SUMMERTIME (David Lean, 1955)

David Lean’s touristy Summertime, adapted from Arthur Laurents’s play The Time of the Cuckoo, cancels almost everything it gives us, with this bit overturning that bit. The finale is one place where this odd procedure works: American secretary Jane Hudson, on holiday in Venice, capitulates to martyrdom and moralism by abandoning her married Venetian lover, with whom (offscreen) she has known the greatest happiness of her life, only to hope that he shows up at the train station for her departure, which he does, and she waves poignantly, the camera at her back, which is incredibly far out the open window, implicitly foretelling that she will be looking backward now, to her moment of bliss, for the rest of her life. Lean (best director, New York critics) has visually orchestrated a terrific ending.

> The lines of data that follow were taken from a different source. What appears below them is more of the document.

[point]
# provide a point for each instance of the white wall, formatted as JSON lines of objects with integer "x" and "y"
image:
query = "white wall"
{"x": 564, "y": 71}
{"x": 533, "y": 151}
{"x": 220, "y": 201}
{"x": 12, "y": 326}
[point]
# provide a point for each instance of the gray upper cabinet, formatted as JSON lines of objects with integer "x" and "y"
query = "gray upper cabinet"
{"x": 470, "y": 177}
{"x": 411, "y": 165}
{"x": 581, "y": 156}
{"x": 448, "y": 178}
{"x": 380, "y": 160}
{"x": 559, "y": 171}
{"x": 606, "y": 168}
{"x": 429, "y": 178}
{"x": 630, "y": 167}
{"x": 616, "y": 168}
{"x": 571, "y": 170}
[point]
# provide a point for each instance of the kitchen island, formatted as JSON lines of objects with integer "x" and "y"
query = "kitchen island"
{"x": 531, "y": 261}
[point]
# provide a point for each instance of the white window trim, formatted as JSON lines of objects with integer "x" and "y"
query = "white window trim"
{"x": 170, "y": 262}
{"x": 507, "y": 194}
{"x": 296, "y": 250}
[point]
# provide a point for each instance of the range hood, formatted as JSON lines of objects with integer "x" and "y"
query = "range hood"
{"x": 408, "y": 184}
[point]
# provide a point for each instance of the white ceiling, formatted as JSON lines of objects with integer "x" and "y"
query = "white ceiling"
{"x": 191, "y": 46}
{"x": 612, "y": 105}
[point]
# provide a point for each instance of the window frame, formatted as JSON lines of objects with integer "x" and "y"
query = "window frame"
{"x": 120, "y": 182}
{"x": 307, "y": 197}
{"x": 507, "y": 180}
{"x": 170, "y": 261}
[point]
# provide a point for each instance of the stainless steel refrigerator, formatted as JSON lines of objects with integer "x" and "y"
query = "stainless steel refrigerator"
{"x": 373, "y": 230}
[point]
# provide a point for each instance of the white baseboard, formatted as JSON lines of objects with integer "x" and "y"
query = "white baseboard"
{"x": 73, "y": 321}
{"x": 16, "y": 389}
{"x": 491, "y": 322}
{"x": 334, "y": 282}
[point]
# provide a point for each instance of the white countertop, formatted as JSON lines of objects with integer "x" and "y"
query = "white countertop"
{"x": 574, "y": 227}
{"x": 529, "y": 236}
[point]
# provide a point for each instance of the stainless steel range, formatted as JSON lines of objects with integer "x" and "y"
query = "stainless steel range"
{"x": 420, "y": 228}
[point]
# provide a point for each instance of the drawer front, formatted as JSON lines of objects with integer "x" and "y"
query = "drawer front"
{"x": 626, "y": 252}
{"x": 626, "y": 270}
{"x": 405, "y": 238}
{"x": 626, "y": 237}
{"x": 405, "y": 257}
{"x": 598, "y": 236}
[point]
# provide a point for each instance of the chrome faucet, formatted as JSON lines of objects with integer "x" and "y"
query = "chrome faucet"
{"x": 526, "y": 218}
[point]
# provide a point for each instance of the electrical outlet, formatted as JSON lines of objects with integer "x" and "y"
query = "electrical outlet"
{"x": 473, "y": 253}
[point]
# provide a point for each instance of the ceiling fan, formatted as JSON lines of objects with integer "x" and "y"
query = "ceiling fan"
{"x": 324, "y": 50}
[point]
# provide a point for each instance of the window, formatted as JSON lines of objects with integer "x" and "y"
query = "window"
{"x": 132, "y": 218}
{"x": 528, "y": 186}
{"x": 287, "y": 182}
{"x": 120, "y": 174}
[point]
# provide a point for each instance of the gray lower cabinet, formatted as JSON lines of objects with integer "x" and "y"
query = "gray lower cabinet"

     But nothing so becomes this ending than that it finally comes; for Summertime in the main is a silly, calculating soap opera, contradictory in its moods largely because Lean never determined whether he was aiming at comedy or something else. It is possible that the play, a flop with Shirley Booth in the lead role in the original Broadway production, provided him with little guidance. He certainly has little luck with his own star, Katharine Hepburn, who, although poised and familiarly tremulous, grates with her grimacing as well as with absurdly fluctuating vocal levels and an artillery of neurotic tics. Hepburn’s Jane is both measuredly sane and certifiably batty. One cannot overlook that Jane Hudson is the name that pulp-novelist Henry Farrell would give the abusive, demented former child star in his 1960 What Ever Happened to Baby Jane?
     The on-location film’s real star is color cinematographer Jack Hildyard; but Lean inflates nearly every outdoor shot and should have used black and white.